The parameters of the Q-learning algorithm are also taken as user input.

• Exploration rate (ϵ): user input (example values: 0.3, 0.5, 0.7)

• Learning rate (α): user input (example: 0.3)

• Discount factor (γ): user input (example: 0.99)

• Number of training episodes: user input (example: 10,000 or more)

1. Implement a Q-learning agent in an n × n grid world with user-defined
obstacles.

  • Example: 5 × 5 grid with obstacles at (1, 1),(1, 3),(3, 1),(3, 3)

2. Train the agent for 10,000 episodes (or as per user input) for each of the given values of ϵ (example: 0.3, 0.5, 0.7).

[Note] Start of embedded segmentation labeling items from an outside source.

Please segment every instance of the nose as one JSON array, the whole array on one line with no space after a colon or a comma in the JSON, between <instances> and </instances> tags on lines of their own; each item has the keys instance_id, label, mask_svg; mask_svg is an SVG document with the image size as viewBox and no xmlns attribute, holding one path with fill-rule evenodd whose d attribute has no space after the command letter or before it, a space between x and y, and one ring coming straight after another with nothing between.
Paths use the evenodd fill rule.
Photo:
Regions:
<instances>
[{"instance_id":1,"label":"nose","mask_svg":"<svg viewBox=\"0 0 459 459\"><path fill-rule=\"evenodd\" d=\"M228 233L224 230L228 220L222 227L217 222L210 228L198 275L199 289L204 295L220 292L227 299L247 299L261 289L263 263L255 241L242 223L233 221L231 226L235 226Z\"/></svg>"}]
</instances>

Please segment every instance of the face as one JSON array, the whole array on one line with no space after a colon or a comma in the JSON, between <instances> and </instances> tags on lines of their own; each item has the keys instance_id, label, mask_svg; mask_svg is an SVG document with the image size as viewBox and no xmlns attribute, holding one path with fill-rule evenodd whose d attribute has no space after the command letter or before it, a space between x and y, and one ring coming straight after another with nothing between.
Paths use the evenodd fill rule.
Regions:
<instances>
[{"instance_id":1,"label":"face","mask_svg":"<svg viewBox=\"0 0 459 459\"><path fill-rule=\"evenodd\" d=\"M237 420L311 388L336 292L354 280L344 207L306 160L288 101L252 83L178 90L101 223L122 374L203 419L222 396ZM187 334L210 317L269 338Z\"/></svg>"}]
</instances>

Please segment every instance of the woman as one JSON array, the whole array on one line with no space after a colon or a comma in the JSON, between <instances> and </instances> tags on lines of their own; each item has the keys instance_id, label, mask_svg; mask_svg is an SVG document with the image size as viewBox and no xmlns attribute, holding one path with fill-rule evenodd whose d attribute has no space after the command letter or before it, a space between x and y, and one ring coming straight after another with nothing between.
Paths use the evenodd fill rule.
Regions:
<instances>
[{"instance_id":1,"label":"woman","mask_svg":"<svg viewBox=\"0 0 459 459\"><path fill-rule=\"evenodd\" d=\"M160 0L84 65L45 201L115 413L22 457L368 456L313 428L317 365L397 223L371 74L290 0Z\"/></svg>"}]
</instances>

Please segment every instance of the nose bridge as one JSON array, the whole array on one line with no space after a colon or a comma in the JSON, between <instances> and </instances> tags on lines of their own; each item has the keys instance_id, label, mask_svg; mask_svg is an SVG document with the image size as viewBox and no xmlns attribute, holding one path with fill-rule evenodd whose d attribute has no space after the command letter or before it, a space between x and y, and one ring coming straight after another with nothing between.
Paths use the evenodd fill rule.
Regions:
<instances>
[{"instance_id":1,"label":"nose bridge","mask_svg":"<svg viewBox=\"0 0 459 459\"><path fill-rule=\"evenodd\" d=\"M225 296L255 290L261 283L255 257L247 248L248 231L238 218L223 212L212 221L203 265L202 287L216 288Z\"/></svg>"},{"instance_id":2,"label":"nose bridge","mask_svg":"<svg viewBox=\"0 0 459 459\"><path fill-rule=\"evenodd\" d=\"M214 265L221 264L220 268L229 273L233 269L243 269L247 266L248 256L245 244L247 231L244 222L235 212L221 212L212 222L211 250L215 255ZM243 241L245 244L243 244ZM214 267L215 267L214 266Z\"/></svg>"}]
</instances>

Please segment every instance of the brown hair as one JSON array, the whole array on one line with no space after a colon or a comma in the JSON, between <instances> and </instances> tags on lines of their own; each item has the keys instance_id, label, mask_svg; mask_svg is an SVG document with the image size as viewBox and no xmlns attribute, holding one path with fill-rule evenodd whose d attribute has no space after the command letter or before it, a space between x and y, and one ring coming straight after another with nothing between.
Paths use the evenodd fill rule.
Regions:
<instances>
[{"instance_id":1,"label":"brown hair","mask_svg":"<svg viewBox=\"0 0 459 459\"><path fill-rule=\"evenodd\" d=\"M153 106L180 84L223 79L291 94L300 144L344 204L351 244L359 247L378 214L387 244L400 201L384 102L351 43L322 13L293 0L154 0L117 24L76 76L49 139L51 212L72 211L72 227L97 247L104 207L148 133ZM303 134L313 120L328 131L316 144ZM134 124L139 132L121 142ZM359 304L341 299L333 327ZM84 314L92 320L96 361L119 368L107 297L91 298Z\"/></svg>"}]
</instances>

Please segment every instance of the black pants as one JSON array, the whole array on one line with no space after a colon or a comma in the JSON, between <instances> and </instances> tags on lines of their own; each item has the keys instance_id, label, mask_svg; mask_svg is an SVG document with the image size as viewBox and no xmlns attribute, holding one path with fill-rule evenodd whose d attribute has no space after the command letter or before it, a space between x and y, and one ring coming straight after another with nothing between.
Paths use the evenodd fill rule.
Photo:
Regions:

3. Track and compute the cumulative reward obtained in each case of ϵ during
training.

In [11]:
import numpy as np
import random
import builtins

In [14]:
#Checking input validation
def Validation(start_s,goal_s,obstacle,grid) :

  if start_s[0] < 0 or start_s[0]>= grid or start_s[1] <0 or start_s[1] >= grid :
   print("Wrong input")
   exit()

  if goal_s[0] < 0 or goal_s[0] >= grid or goal_s[1] < 0 or goal_s[1] >= grid :
   print("Wrong input")
   exit()

  if start_s == goal_s :
   print("Wrong input ")
   exit()

  for obs in obstacle :
    if obs == start_s or obs == goal_s :
     print("Wrong input ")
     exit()

  return True

In [6]:
def training(n, start, goal, obs, alpha, gamma, epsilon, eps, goal_reward, obs_pen, step_pen):
    # creating Q-table
    q_table = np.zeros((n, n, 4))
    cumulative_reward = 0
    obs_set = set(obs)
    for _ in range(eps):
        state = start
        episode_reward = 0
        steps = 0
        while state != goal:
            if random.random() < epsilon:
                action = random.randint(0, 3)
            else:
                action = np.argmax(q_table[state[0], state[1]])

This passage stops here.